If you’ve driven by a new car dealership lately, you’ll likely notice the same thing I did when I went out looking to buy a new car. The lots are barren. You’re lucky to find a dealership who has more than one of the model car you’re looking for, and even luckier if it happens to be the right color, with all the features you want.
The recent buying frenzy caused by Cash For Clunkers has diminished the supply of new cars available to dealers to sell, because manufacturers weren’t able to increase production enough in anticipation of the surge in demand. What this has done, is caused an increase in the price of new cars, potentially eliminating most, if not all savings the government incentive program provides.
What’s worse, is that the dealerships who have already made thousands of sales aren’t being reimbursed by the government. One Los Angeles area dealership has said that they have made about 270 clunker deals, and has only been reimbursed for two. That means that this dealership is owed around $1 million from the government. And that’s just one dealership. Nationwide, approximately 2% of all clunker deals have been paid out so far, and 80% of all applications are “rejected for minor oversights”.

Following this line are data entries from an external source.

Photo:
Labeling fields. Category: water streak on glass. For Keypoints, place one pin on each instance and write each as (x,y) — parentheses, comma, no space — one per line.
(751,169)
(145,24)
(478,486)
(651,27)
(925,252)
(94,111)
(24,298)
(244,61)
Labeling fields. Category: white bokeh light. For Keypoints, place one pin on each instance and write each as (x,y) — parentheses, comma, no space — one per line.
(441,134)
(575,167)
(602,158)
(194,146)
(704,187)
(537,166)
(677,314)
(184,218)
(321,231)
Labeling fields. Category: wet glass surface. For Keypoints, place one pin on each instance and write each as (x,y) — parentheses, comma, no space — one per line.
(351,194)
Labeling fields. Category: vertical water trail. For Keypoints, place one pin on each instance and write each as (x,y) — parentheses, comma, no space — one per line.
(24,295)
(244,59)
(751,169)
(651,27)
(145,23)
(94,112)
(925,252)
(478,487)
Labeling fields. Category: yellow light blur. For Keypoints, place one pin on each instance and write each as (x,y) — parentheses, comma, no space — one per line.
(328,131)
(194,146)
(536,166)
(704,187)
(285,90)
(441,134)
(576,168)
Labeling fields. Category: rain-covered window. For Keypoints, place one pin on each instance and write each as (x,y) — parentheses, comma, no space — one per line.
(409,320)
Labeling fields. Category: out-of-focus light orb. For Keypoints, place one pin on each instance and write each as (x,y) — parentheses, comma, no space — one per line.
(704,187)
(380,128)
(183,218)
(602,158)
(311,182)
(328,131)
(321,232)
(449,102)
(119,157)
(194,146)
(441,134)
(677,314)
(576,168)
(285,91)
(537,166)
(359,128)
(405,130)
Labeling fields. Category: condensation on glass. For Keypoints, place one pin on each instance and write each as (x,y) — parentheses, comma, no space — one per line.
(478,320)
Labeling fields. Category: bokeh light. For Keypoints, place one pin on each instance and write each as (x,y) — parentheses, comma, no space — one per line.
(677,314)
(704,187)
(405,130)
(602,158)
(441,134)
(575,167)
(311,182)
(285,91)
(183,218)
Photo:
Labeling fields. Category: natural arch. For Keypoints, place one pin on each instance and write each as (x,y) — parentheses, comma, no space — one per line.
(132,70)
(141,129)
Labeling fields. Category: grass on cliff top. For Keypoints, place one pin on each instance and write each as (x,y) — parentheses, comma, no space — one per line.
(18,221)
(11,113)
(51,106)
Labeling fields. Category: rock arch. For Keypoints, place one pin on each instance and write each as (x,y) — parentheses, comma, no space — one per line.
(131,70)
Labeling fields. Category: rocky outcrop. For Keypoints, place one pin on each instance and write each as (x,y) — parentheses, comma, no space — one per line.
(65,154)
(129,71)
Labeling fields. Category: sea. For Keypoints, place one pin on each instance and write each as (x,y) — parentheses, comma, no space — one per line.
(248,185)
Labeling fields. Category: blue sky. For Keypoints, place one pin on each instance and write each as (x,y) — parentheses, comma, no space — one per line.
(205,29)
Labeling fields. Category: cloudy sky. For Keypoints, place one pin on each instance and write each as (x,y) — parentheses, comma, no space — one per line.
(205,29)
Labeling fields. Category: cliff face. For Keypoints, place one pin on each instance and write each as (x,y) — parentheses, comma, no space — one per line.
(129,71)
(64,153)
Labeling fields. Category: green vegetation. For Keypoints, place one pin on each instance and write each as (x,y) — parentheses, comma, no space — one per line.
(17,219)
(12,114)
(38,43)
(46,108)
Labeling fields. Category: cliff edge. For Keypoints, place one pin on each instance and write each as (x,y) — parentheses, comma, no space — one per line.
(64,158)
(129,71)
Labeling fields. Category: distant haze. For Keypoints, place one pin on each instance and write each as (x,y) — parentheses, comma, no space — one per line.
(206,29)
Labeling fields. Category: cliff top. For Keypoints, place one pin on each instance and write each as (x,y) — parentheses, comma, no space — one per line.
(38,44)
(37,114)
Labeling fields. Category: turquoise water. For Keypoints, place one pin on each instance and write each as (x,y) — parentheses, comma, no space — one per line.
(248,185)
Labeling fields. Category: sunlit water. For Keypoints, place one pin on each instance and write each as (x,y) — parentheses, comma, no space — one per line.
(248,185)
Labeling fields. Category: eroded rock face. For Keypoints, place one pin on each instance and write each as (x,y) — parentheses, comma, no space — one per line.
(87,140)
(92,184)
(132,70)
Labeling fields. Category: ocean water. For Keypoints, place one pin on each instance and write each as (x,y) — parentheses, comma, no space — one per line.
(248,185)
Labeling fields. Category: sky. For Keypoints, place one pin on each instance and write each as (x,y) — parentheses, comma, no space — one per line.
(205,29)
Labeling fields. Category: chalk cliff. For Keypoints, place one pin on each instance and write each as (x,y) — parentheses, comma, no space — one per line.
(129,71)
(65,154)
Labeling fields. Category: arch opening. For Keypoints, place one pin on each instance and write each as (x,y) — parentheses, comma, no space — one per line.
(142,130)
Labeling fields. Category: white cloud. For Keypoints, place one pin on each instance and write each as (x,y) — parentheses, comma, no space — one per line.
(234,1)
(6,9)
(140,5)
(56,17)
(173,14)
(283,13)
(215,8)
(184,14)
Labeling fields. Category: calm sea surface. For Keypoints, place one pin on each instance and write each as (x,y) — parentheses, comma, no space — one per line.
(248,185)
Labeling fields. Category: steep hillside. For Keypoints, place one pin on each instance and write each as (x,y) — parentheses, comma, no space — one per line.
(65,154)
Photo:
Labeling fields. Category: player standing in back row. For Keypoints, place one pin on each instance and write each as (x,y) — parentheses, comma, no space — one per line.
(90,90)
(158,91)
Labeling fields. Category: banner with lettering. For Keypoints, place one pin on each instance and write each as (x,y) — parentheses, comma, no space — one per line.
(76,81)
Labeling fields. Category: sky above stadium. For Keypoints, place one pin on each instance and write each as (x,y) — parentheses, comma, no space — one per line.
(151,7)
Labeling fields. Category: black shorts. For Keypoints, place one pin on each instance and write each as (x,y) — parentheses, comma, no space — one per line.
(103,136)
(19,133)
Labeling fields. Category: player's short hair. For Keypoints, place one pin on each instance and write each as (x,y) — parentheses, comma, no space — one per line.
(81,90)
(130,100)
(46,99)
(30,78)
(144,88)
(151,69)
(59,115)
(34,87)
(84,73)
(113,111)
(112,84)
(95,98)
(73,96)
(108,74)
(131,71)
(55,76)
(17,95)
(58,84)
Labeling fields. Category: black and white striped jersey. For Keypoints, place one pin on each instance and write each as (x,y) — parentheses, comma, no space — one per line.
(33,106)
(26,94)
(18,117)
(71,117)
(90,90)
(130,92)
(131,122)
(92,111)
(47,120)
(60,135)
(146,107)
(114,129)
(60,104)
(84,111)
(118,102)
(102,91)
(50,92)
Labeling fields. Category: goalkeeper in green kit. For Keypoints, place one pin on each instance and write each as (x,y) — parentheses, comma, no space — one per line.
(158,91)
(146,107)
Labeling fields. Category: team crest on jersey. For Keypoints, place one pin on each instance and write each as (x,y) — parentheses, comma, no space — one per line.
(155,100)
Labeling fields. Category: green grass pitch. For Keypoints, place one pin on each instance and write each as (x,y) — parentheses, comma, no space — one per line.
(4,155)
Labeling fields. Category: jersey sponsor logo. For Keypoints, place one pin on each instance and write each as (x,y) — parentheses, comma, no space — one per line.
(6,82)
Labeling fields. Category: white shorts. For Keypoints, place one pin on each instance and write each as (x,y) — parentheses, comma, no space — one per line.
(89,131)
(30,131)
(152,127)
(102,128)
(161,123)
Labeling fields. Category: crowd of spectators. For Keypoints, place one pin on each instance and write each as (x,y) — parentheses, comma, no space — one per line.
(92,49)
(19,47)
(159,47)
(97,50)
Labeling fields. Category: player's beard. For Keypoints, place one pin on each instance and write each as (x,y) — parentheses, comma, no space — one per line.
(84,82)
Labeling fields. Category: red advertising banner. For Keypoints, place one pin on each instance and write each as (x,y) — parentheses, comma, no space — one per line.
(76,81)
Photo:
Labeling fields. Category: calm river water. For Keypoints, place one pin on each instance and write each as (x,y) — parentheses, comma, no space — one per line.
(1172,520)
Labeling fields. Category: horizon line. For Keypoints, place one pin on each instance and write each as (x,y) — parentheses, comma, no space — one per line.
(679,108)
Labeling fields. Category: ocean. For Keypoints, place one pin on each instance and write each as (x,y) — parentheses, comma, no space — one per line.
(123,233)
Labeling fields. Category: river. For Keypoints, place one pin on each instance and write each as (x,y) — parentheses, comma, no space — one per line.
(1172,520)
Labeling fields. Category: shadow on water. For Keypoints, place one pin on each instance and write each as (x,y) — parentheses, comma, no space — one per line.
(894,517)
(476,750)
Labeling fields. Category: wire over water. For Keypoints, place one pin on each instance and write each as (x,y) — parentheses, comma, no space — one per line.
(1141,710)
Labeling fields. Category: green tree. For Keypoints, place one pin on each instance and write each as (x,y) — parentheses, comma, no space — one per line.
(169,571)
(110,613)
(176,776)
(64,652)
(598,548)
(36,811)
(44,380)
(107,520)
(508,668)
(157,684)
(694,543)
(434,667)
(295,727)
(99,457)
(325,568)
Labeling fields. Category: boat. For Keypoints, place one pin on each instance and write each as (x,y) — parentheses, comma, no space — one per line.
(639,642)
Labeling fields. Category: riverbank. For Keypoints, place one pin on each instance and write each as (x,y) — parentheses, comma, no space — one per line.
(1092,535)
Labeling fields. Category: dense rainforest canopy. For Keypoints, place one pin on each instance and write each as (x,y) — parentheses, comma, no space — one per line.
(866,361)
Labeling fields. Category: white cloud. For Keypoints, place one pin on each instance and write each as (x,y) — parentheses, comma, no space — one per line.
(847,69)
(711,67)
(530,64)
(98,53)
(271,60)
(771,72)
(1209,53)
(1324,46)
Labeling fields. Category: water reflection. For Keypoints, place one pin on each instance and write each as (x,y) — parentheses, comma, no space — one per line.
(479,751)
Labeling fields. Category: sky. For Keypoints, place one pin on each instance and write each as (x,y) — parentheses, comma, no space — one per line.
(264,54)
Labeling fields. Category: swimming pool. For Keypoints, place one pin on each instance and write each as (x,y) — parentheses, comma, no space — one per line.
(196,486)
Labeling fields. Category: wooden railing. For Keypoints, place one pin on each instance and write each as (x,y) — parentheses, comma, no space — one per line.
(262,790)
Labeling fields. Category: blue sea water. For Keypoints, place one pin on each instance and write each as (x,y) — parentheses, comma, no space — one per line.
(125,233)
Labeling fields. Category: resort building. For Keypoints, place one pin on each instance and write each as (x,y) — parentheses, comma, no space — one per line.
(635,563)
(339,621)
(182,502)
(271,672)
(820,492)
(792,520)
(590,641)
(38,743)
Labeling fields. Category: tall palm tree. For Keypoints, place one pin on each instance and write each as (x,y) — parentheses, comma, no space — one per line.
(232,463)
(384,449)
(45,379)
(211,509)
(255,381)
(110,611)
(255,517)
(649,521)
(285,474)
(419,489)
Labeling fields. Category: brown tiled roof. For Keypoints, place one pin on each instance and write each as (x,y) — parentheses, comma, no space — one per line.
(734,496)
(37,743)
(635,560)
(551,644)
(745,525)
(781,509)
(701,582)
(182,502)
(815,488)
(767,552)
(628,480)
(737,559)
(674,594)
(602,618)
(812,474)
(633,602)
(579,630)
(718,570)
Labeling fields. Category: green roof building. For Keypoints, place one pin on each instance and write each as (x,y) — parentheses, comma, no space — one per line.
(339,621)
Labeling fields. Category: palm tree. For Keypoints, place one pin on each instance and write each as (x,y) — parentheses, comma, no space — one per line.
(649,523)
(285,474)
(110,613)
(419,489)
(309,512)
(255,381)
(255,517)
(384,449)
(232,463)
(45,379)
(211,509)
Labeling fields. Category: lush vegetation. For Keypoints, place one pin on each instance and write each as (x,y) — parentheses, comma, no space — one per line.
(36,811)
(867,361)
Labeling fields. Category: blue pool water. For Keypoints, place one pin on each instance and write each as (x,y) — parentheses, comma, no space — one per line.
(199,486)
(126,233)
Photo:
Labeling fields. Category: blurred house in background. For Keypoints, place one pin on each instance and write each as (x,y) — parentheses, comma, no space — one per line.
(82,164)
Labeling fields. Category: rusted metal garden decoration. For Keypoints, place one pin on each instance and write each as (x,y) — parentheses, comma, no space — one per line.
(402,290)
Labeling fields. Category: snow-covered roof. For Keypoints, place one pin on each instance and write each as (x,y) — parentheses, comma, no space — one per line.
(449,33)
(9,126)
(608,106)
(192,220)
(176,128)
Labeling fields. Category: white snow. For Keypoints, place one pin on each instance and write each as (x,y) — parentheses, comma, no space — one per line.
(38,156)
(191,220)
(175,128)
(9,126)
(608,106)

Not only is the $3 billion program expensive, it’s clearly inefficient (like any other government program).
Additionally, think back to the lessons learned from the mortgage crisis, where people went further into debt than they could afford, ultimately foreclosing on their homes. If someone is driving around in a “clunker”, they’re probably doing so because they can’t afford to buy a brand new vehicle. They might be better off if they upgraded to a nicer used vehicle, but many of the new vehicles that qualify for the program are expensive. The auto finance companies are loving life right now, but they’ll be looking for another bailout once people start defaulting on their loans.
Come to think of it, why are only new cars accepted in the clunkers program? It seems to me that buying a more fuel efficient used car would be better for the environment than manufacturing a brand new fuel efficient car. Not to mention the environmental impact of increased scrapping of some perfectly good cars. Seems to me like the program is more of a bailout for the automakers than it is an environmental incentive.